Winsorize Factor Output

Hey,

Just finished up reading “In Search of Distress Risk” by Campbell, Hilscher, Szilagyi.

I was hoping to test out their multi-factor model for predicting bankruptcy. The trouble is, they propose seven factors, each of which is winsorized at the 5th and 95 percentiles.

Anyone know if/how we can winsorize the output of individual factors? Stocks scoring beyond the 5th or 95th percentile scores for a factor still need to be included, so a screening rule wouldn’t work. Somehow I need to handle the outliers for each factor score, not eliminate them.

Any help on this would be great.

Thanks in advance,
Ryan

You can use the Aggregate function in a rule:

Aggregate("formula", scope [, method, outlier_pct, outlier_handl, ex_zero, ex_adrs, median_fallback ])

The specific parameter that you need is outlier_handl. it determines how the function deals with outliers. It defaults to #Exclude (just exclude them), but it can be changed to #Winsor to set them to the highest/lowest non-outlier value.

So if you wanted to average SalesTTM against the entire universe winsorizing 5% at either tail, it would look like this:

Aggregate("SalesTTM", #All, #Avg, 5, #Winsor)

Note that this function is subject to the normal proviso that you can’t nest quoted strings. You may be able to create custom formulas as a workaround.

Hi Paul,

Thanks for the reply.

I looked into this prior to posting. The issue I have with the aggregate function is that it will (as I understand it) calculate the average factor score for your universe. What I was looking for is to take every stock in the universe and calculate the factor score, except in situations where the factor score for the stock is an outlier. In this case, I was looking for the individual factor score to be winsorized.

Unsure that the aggregate function could be used for this as I don’t really care what the average factor score is for the universe. I thought I would post this to the forum just to see if anyone had found a workaround for this.

I appreciate your reply though, thanks so much.

You should be able to approximate this by using the Aggregate function (mean calculation) in conjunction with the ZScore (standard deviations from the mean).

You will want to calculate the mean of the stock universe using the Aggregate function, setting the outlier trim to 0% (Don’t use the Winsor option).

Then calculate the ZScore to determine how many standard deviations from the mean that the stock is. If the stock is more than +/-2 standard deviations from the mean then you need to adjust the individual stock value so that it is 2 standard deviations from the mean. 2SD = 95%. You should be able to do this knowing the raw factor value, mean and number of SDs.

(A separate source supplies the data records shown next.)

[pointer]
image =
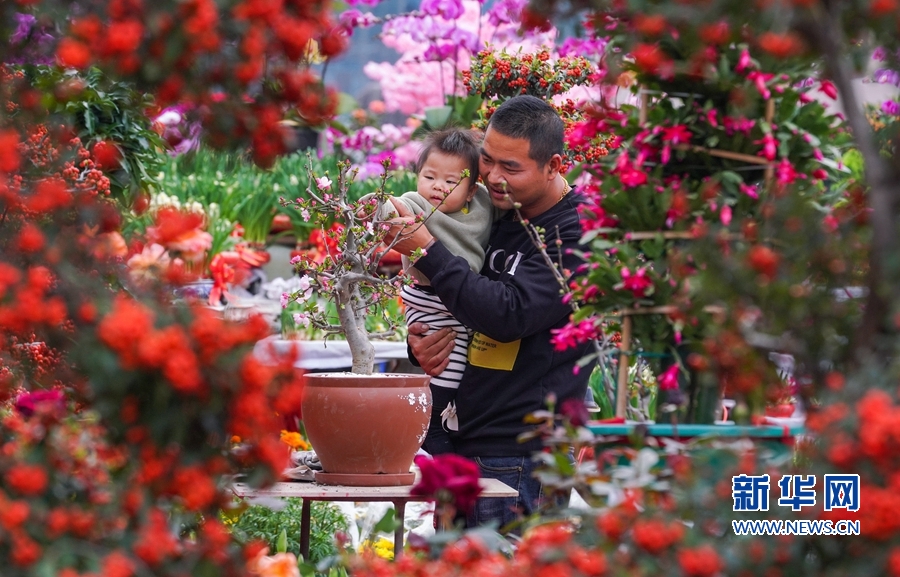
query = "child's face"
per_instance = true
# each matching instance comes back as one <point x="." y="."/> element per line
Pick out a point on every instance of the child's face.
<point x="440" y="182"/>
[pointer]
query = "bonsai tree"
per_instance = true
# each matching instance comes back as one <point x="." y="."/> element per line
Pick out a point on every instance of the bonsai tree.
<point x="348" y="274"/>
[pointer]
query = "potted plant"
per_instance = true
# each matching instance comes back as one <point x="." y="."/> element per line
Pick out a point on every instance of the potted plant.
<point x="364" y="427"/>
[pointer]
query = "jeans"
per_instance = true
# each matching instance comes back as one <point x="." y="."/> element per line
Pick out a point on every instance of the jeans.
<point x="518" y="473"/>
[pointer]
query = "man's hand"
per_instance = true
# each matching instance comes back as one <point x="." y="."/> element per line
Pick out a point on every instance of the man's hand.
<point x="410" y="234"/>
<point x="432" y="351"/>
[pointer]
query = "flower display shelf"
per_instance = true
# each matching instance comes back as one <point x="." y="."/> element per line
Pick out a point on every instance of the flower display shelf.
<point x="625" y="345"/>
<point x="778" y="438"/>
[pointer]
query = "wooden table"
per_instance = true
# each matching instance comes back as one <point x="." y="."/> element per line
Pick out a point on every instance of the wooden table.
<point x="399" y="496"/>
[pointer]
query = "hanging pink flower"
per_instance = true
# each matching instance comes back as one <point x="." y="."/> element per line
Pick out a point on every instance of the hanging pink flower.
<point x="785" y="173"/>
<point x="744" y="61"/>
<point x="760" y="79"/>
<point x="668" y="381"/>
<point x="829" y="89"/>
<point x="449" y="9"/>
<point x="638" y="283"/>
<point x="629" y="173"/>
<point x="770" y="146"/>
<point x="725" y="215"/>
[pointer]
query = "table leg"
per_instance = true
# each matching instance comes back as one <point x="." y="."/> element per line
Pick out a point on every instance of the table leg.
<point x="305" y="515"/>
<point x="400" y="510"/>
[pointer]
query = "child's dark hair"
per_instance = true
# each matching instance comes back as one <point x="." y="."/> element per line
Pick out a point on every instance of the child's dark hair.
<point x="455" y="142"/>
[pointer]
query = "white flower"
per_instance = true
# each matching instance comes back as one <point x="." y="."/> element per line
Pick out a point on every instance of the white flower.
<point x="323" y="182"/>
<point x="306" y="286"/>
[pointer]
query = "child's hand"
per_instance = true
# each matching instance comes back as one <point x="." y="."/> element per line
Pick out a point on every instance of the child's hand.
<point x="431" y="350"/>
<point x="406" y="234"/>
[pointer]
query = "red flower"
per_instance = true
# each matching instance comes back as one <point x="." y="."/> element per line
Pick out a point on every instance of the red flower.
<point x="9" y="153"/>
<point x="764" y="260"/>
<point x="781" y="45"/>
<point x="702" y="561"/>
<point x="638" y="283"/>
<point x="449" y="478"/>
<point x="27" y="479"/>
<point x="73" y="54"/>
<point x="717" y="33"/>
<point x="649" y="58"/>
<point x="107" y="156"/>
<point x="40" y="401"/>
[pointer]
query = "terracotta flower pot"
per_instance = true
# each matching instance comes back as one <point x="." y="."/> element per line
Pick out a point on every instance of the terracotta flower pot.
<point x="366" y="429"/>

I don’t use these functions much so I might have this wrong, but it is a possibility for you to try.

Steve

Isn’t that what the this does?

Paul, thank you. I learned something about aggregate from your response–even if I am still missing something.

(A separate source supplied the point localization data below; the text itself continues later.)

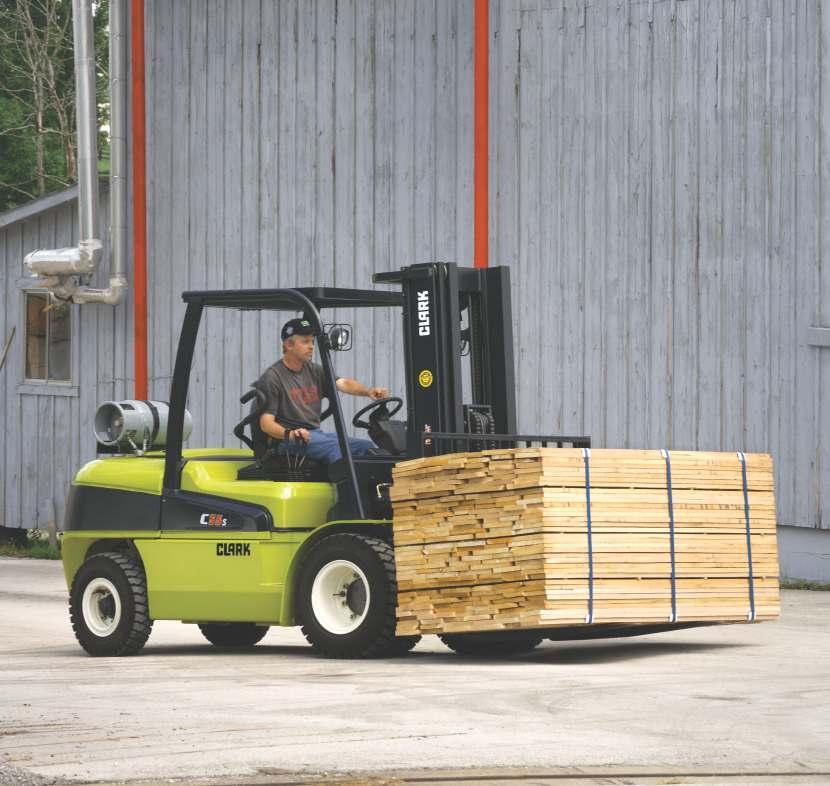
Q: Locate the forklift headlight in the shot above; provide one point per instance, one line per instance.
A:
(135, 425)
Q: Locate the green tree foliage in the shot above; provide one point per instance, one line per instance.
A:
(38, 144)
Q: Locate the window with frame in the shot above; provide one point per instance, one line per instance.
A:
(48, 339)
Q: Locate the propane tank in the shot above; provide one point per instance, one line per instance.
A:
(136, 425)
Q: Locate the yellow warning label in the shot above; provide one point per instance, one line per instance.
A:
(425, 378)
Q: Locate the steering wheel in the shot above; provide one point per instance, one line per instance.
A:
(356, 421)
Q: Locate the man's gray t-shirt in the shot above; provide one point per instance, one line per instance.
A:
(293, 397)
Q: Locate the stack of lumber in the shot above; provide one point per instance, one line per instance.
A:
(500, 539)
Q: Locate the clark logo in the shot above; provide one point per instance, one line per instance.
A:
(233, 549)
(213, 520)
(423, 313)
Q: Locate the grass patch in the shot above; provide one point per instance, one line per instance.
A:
(803, 584)
(35, 546)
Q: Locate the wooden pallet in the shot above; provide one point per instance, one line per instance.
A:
(499, 539)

Jim - I believe that he wants the individual factor values clipped at 5% and 95%, not the aggregate.
Steve

Ah. Got it Steve. Thanks. You are right–thought I was probably missing something.

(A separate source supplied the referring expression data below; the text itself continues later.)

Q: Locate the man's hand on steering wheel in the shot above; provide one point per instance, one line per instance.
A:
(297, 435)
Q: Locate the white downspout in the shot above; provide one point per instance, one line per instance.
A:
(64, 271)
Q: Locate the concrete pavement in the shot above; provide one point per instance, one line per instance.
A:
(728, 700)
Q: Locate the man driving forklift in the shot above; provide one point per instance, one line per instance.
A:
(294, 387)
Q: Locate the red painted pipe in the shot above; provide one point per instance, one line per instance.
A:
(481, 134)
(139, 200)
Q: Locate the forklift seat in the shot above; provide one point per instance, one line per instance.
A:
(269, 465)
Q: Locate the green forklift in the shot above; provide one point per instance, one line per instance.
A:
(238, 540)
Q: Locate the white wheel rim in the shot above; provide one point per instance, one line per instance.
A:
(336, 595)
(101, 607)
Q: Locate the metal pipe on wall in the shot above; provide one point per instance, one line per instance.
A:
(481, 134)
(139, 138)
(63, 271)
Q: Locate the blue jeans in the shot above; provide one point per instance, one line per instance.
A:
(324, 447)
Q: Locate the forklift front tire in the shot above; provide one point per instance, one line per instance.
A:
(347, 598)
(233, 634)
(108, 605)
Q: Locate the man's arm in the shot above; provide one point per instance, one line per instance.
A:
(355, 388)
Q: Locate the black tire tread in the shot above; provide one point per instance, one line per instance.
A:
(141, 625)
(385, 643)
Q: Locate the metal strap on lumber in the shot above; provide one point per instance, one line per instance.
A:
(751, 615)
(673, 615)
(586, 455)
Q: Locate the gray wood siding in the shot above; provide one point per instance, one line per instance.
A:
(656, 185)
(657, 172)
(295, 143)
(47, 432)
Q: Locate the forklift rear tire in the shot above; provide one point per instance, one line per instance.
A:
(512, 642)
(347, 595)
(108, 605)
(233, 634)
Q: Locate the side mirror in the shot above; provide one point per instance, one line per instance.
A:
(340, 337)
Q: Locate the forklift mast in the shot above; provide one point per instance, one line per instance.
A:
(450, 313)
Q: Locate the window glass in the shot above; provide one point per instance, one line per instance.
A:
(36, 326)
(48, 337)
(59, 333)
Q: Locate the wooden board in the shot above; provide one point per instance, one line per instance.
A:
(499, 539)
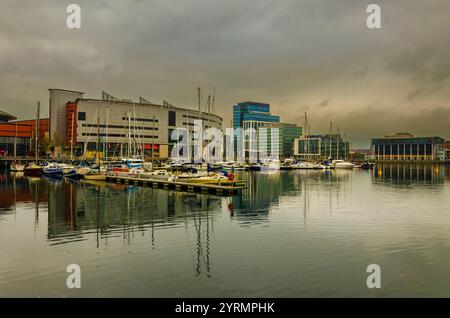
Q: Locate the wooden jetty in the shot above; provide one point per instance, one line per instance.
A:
(222, 188)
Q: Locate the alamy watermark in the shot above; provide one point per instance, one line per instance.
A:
(74, 279)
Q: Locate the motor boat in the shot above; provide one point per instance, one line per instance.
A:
(233, 166)
(95, 175)
(271, 165)
(33, 169)
(158, 175)
(341, 164)
(17, 167)
(73, 174)
(53, 170)
(367, 166)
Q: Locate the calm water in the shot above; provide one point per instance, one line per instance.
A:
(291, 234)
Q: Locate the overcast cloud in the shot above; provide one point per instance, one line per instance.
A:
(314, 56)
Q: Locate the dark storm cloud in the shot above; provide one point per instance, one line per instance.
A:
(289, 53)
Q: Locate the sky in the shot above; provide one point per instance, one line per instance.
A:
(299, 56)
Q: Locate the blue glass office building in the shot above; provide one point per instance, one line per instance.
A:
(252, 111)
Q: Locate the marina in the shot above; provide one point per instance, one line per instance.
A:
(302, 233)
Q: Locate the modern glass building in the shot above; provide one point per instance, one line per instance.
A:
(272, 138)
(321, 147)
(252, 111)
(405, 146)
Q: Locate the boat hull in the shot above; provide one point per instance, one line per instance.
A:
(95, 177)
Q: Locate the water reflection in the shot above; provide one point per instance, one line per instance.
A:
(298, 219)
(406, 174)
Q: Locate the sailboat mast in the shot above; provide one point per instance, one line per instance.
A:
(15, 144)
(98, 134)
(71, 142)
(106, 133)
(199, 99)
(37, 132)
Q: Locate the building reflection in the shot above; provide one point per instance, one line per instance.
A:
(16, 190)
(396, 174)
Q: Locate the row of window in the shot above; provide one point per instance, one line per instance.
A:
(119, 126)
(171, 122)
(116, 135)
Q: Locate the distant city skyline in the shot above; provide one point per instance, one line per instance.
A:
(298, 56)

Be thoughtful about this sort of thing. We added winsorizing because it’s a thing and a lot of folks here with knowledge of statics want to have the capability. Realistically, though, you always need to be sensitive to the peculiarities of the domain in which you’re working.

Distribution of financial factors and data tends to be more than non-normal; these distributions are often downright psychotic and extremes can be so extreme, even aggressive winsorizing accomplishes nothing. * * * Study the data-set before you decide. * * *

This is why I never care about how a rank performance test per se looks. To me, everything starts with delineation of the sub-universe with which you want to work (pre-qualifying) via use of screening/buy rules. If a ranking system is effective in allowing you to sort your way down to a manageable number of final selections, the ranking system is good and should be used. If not, discard it (for now but it may work great with other kinds of sub-universes).

If you study the data enough, you’ll see that none of the statistical refinement techniques are likely to work, and that you need to get bolder through screening/buy rules.

Ryan - I’m interested in the results you get. BTW - you might be able to simply use ZScore if you can work with standard deviations from the mean instead of raw values.

Steve

Steve,

Working on it, will let you know. The ZScores could definitely work…great suggestion.

The model is based on logistic regression (binary 0 or 1 output). So while I agree that a simple ranking system would have issues with cutting off the fat tails in a non-normal distribution, that isn’t an issue with this model. In addition, my interest in the study was simply to see if I could replicate the findings by following their methodology. Better to test it empirically (that is what Portfolio123 is for) rather than assume right off the bat that it won’t work lol.

Thanks for the feedback.
Ryan

A Ranking based on the paper does a decent job as a Quality rank.